In this notebook, we develop the appropriate collate function and data classes for this project. A **collate function**  is how the dataloader will processes each example from the dataset.

Dataset and DataLoader are PyTorch classes that provides utilities for iterating through and sampling from a dataset.

In [7]:
import torch
import pandas as pd
import numpy as np

In [3]:
SEED = 1234 # Specify a seed for reproductability

random.seed(SEED)
np.random.seed(SEED)
torch.manual_seed(SEED)
if torch.cuda.is_available():
    torch.cuda.manual_seed(SEED)
torch.backends.cudnn.deterministic = True

## 0. Download Data

In [26]:
articles = pd.read_csv('data/articles.csv')
scores = pd.read_csv('data/articles_w_scores.csv')
data = scores[['articleID','vaderMean','vaderStd', 'vaderIQR']].merge(articles)

In [43]:
data_vader_std = []
for index, row in data.iterrows():
    text = row['headline'] if row['headline'] != 'Unknown' else row['snippet']
    data_vader_std.append([row['vaderStd'], text])

In [44]:
data_vader_std[0]

[0.5119524453713237,
 'Former N.F.L. Cheerleaders’ Settlement Offer: $1 and a Meeting With Goodell']

## 1. Create Custom Dataset Object (PyTorch)

In [4]:
from torch.utils.data import Dataset

In [5]:
class ProjectDataset(Dataset):
    def __init__(self, data):
        assert isinstance(data, list)
        self.samples = data
        
    def __len__(self):
        return len(self.samples)

    def __getitem__(self, idx):
        return self.samples[idx]

In [45]:
data_object = ProjectDataset(data_vader_std)

## 2. Collate Function

### 2.1 Bag of Words

In [1]:
#Bag of Words
from torchtext.data.utils import get_tokenizer
from collections import Counter
from torchtext.vocab import Vocab

tokenizer = get_tokenizer('basic_english')
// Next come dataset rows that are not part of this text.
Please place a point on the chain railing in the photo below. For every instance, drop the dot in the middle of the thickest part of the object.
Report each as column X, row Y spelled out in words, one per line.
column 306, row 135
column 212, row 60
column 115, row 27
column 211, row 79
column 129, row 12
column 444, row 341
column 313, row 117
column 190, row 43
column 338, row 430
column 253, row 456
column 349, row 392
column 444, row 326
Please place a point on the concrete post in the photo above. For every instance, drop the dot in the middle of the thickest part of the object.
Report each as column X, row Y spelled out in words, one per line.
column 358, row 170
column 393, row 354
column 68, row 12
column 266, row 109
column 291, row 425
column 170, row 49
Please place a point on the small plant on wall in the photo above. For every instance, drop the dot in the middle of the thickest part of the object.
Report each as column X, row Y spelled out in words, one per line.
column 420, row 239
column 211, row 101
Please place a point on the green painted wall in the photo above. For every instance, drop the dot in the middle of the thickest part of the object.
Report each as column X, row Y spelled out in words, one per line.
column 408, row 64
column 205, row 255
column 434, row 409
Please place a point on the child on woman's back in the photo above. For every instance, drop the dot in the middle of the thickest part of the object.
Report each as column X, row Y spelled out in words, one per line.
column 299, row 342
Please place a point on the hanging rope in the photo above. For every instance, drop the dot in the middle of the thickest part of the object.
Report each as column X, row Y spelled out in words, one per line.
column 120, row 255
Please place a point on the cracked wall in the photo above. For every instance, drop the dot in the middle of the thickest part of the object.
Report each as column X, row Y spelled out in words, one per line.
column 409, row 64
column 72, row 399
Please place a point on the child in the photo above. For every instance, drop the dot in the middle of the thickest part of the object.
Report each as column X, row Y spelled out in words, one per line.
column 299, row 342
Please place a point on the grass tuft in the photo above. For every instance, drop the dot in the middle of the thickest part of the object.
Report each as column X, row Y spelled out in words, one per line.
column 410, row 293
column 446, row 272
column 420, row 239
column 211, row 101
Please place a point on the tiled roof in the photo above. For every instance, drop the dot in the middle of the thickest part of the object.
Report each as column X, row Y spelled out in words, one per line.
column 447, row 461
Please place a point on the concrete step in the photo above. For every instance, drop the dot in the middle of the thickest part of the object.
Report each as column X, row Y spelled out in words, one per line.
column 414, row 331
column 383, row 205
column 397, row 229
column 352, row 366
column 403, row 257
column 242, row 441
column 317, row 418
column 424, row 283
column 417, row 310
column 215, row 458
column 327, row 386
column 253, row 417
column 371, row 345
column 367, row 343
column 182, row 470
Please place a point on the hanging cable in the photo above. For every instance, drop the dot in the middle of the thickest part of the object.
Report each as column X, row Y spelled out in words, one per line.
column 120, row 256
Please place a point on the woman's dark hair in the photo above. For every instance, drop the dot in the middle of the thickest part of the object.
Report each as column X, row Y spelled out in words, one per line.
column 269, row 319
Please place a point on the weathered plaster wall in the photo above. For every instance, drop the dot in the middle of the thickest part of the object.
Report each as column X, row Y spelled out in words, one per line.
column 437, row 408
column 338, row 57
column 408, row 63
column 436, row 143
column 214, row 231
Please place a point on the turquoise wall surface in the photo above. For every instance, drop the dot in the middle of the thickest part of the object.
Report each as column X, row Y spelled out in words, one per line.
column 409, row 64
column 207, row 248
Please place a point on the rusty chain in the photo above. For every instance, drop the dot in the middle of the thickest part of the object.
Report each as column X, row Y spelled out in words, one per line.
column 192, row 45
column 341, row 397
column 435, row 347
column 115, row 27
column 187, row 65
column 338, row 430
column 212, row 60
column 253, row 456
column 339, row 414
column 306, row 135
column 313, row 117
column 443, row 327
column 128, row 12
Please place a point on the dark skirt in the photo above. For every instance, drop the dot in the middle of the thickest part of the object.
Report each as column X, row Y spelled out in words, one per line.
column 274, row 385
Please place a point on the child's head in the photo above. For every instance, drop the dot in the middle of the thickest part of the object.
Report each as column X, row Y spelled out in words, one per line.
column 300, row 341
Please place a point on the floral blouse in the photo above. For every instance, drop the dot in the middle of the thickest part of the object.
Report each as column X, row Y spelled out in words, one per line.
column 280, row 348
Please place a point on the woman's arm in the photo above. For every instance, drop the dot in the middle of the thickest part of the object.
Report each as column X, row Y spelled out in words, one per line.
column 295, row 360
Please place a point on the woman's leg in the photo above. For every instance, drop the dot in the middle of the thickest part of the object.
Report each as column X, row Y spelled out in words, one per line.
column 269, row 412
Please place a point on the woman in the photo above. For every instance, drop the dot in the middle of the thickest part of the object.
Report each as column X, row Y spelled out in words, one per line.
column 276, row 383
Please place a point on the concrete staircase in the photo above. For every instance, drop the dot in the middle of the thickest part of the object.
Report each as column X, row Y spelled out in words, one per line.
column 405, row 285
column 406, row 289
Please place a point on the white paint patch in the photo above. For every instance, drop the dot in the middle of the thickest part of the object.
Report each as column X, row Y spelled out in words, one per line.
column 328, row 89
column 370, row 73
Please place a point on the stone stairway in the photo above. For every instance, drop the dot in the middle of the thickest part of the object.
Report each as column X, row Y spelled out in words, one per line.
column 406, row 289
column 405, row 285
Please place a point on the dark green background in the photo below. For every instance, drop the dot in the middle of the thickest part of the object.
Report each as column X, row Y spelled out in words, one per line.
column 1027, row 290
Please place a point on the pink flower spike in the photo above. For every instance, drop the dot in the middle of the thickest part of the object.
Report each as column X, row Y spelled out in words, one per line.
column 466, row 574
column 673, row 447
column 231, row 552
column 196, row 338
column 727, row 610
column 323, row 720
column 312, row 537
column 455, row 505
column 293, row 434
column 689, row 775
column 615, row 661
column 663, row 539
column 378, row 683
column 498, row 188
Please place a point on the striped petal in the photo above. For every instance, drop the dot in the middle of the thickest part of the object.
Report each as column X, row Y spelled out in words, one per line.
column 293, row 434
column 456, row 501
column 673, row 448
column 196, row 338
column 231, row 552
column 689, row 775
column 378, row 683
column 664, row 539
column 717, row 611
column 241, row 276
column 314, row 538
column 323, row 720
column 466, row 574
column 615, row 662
def get_vocab(training_data):
    counter = Counter()
    for (label, line) in train_iter:
        counter.update(tokenizer(line))
    vocab = Vocab(counter, min_freq=1000)
    return vocab


def collate_into_bow(batch):  
    labels = []
    bag_vector = torch.zeros((len(batch),len(vocab)))
    for i, (label, line) in enumerate(batch):
        words = tokenizer(line)
        labels.append(label-1)
        for w in words:            
            bag_vector[i, vocab[w]] += 1
    
    bag_vector = (bag_vector/bag_vector.sum(axis=1, keepdim=True))
    return torch.tensor(labels), bag_vector

### 2.2 Continuous Bag of Words using GloVe

In [None]:
from torchtext.vocab import GloVe
glove = GloVe(name='6B')

def collate_into_cbow(batch):
    cbag_vector = torch.tensor([])
    labels = []
    for i, (label, line) in enumerate(batch):
        labels.append(label-1)
        words = tokenizer(line)
        vecs = glove.get_vecs_by_tokens(words)
        vecs = vecs.sum(axis=0)/vecs.shape[0]
        cbag_vector = torch.cat([cbag_vector, vecs.view(1, -1)])
    
    return torch.tensor(labels), cbag_vector